While the term “artist book” is a contemporary one, artists, writers, and publishers have been blurring the boundaries between the written word and visual art for centuries. This list below is by no means exhaustive, but it highlights a handful of historical precedents leading to the artists’ books of today.
William Blake was an English poet and artist whose work spanned the late 1700’s and early 1800’s. Growing up, his preferred artistic medium was engraving. He illustrated a number of works by other artists. He later learned about relief etching or illuminated printing, which allowed illustrations and text to be printed using the same plate. He started using this process to print his own work, which he would then paint with watercolors, and finally hand stitch together to create books and pamphlets. One of the most famous books he created in this way was called “Songs of Experience and of Innocence.”
Image: Page from Songs of Innocence and of Experience, Copy C. © 2003 William Blake Archive.
Literally translated as “artists’ books,” livre d’artiste, a product of 20th century France, are slightly different from what we think of as artists’ books today. Marketed towards the new bourgeoisie who wanted to invest in different types of art, livre d’artiste would contain a classic text with original drawings and prints inserted into the folio, as opposed to the text and art being more combined and a product of the same artist. So while not “artists’ books” as we think of them today, they elevated the role of art and illustration within the context of a book, putting it on the same level as the text.
Dieter Roth was a multimedia artist who really helped to bring about the modern conception of an artist book, with the majority of this work being completed between the 1950’s through the 1970’s. Some of his first experiments with the book form were a play on the found-art idea that was popular at the time; he would take pages from already existing publications (like tabloid magazines), cut and rebind them in interesting ways. In some cases he would take found paper objects, paint over them, and then bind them. And some of his artists’ books were completely his own. For some, Roth had a collection of small rubber stamps, each corresponding to a letter. He would use these stamps to “write” out poetry, but played with legibility at times by overlapping the imprints. In addition to his book art, Roth is best known for creating sculptures out of unusual materials like fecal matter and food that he would then leave to rot.
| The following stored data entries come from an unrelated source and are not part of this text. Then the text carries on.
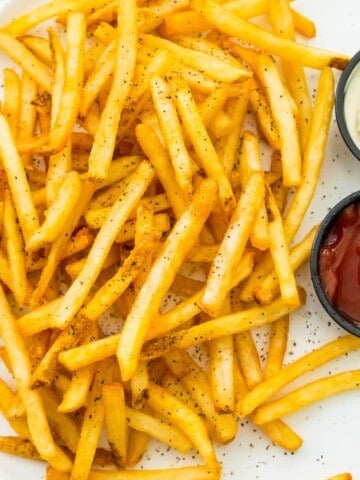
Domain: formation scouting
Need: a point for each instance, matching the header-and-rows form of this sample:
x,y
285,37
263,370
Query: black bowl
x,y
342,319
341,91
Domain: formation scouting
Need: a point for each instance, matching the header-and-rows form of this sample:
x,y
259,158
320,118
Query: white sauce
x,y
352,105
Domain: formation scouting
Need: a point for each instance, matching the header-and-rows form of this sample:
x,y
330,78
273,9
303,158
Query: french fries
x,y
142,237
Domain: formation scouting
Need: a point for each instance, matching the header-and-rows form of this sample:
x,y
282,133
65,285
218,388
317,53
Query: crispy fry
x,y
304,364
105,137
218,327
19,186
171,131
126,202
219,280
233,25
306,395
116,421
20,363
147,304
184,418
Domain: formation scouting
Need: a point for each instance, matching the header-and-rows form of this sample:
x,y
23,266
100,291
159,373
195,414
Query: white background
x,y
330,429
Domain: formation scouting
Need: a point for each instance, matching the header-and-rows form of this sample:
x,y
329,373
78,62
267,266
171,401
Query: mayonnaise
x,y
352,105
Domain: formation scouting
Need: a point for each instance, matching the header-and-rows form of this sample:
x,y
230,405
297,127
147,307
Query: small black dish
x,y
341,91
325,229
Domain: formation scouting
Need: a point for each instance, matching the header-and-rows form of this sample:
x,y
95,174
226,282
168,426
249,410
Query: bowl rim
x,y
339,104
343,320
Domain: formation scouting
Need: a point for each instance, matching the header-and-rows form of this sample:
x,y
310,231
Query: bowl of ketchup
x,y
335,263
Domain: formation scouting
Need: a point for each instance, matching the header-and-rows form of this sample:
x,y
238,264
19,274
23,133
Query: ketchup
x,y
339,262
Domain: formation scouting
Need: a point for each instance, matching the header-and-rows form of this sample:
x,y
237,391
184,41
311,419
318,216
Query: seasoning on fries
x,y
138,220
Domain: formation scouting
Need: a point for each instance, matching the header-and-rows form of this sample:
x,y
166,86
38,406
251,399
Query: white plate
x,y
330,429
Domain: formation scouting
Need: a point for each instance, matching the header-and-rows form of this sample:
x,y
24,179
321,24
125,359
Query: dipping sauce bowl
x,y
347,105
335,263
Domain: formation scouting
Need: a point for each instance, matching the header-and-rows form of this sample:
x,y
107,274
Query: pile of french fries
x,y
157,160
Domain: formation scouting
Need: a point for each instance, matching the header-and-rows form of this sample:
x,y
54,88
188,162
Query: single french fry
x,y
11,101
232,247
306,395
248,357
15,253
45,370
280,254
21,368
27,112
282,20
58,214
139,386
306,363
172,134
186,22
218,327
277,346
214,68
46,11
98,77
76,394
158,429
64,426
303,25
111,290
221,370
56,251
160,160
176,473
19,446
92,423
250,161
76,294
299,253
186,420
26,60
39,47
314,154
16,176
105,137
138,444
263,114
233,25
227,146
202,143
116,421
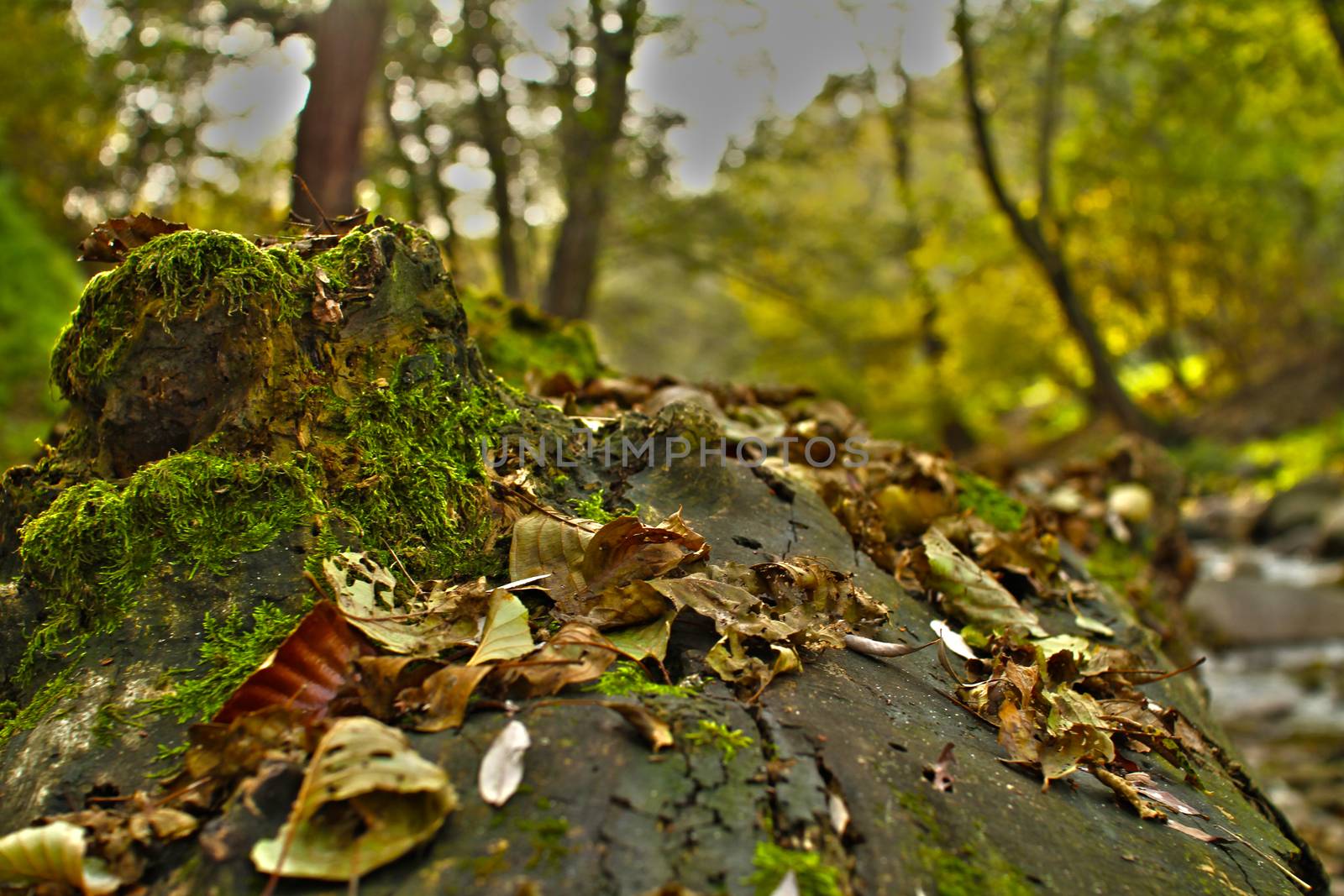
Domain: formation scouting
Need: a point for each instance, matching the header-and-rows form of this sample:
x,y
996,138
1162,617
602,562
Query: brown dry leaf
x,y
383,679
750,674
444,696
423,625
649,640
304,672
113,238
575,654
239,748
1129,794
548,544
585,560
54,853
367,799
658,732
941,772
816,600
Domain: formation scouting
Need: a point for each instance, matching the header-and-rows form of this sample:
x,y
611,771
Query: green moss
x,y
548,837
98,542
167,278
1116,566
988,501
716,734
421,488
233,649
772,862
517,338
974,875
60,685
628,679
591,508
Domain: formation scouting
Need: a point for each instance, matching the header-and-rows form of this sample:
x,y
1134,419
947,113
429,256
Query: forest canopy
x,y
1176,163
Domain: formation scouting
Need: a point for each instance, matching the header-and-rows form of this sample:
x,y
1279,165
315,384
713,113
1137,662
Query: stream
x,y
1273,629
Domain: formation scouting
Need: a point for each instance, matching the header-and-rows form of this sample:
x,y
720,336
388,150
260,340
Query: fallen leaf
x,y
941,772
113,238
884,647
507,634
649,640
658,732
304,672
952,638
54,853
367,799
971,593
575,654
423,625
501,768
445,694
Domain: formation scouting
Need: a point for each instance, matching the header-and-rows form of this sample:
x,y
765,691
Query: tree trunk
x,y
347,47
138,550
1106,390
589,150
491,120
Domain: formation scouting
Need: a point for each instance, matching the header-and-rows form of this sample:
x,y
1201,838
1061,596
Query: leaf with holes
x,y
366,799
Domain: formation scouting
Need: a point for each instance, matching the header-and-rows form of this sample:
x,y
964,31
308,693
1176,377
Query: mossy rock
x,y
228,430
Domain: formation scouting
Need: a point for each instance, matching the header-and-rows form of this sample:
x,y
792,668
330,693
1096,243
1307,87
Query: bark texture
x,y
347,47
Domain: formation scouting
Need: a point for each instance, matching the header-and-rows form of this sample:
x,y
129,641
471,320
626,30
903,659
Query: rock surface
x,y
598,813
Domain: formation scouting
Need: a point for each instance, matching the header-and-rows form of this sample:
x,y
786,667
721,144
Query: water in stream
x,y
1274,637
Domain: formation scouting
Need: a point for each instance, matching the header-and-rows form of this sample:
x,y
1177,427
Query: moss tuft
x,y
716,734
171,277
773,862
230,652
421,490
988,501
629,680
98,542
517,338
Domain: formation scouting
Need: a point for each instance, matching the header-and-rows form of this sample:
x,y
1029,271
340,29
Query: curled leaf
x,y
507,634
304,672
971,593
501,768
423,625
366,799
54,853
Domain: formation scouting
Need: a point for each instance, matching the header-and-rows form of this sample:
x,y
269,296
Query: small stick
x,y
871,647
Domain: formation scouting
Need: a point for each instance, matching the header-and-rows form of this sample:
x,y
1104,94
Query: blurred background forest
x,y
1003,228
768,191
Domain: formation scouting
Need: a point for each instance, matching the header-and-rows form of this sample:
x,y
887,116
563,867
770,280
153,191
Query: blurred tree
x,y
347,47
1039,233
595,110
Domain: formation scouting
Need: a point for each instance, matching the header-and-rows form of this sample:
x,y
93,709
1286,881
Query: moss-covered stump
x,y
244,411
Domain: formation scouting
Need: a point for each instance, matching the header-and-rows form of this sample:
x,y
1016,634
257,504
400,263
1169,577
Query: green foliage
x,y
38,291
591,508
98,542
628,679
417,445
1270,465
718,735
772,862
233,649
517,338
170,277
988,501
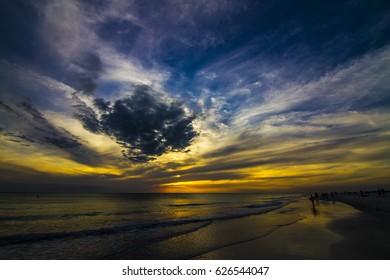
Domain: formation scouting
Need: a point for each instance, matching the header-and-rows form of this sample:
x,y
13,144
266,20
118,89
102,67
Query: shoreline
x,y
367,235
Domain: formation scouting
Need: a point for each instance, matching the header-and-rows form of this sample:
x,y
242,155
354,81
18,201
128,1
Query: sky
x,y
194,96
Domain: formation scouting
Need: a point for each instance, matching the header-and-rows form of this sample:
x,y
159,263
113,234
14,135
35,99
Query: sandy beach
x,y
329,230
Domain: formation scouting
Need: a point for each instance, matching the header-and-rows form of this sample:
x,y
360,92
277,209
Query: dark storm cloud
x,y
143,125
86,114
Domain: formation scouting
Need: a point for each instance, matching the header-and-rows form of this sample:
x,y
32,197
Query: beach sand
x,y
329,230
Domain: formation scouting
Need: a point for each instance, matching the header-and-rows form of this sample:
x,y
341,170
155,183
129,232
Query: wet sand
x,y
333,230
308,238
366,236
298,231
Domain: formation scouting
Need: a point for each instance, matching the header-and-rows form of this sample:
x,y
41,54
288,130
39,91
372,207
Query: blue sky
x,y
208,96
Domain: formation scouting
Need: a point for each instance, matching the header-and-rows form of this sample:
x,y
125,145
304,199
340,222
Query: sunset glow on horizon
x,y
194,96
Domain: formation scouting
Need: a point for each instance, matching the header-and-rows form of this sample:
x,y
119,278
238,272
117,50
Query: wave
x,y
135,226
67,216
270,204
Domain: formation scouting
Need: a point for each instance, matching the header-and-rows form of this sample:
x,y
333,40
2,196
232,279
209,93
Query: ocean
x,y
131,226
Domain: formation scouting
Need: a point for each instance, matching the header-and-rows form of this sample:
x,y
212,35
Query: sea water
x,y
107,226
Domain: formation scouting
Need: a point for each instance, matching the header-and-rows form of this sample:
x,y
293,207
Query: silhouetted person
x,y
312,199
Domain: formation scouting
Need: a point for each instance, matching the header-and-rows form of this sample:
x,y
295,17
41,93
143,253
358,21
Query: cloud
x,y
142,124
27,125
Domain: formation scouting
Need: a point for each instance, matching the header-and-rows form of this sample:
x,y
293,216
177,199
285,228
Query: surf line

Image: Dieter Roth (Swiss, 1930–1998). Poetrie. Stuttgart: Edition Hansjörg Mayer, 1967. Clear plastic, Plexiglas, metal screws, substance (possibly cheese). Edition of 7. Reproduced with permission from the Getty Research Institute, Los Angeles. © Dieter Roth Estate. Courtesy Hauser & Wirth.
Ed Ruscha is most-often associated with the pop art movement. His work, be they books, paintings, photographs, or films, are all deeply influenced by consumer culture. He has a special interest in commercial typography, and had his own publishing company, National Excelsior Press. The majority of his publications were created in the 60’s and 70’s. His book Twentysix Gasoline Stations is considered to be the first artist book, although it is a bit different than what we think of as book art today. While the handmade quality is essential to what we think of as modern artists’ books, Ruscha wanted to emphasize the mass-produced quality of his work.
Image: Cover of Twentysix Gasoline Stations by Edward Ruscha, Wikicommons.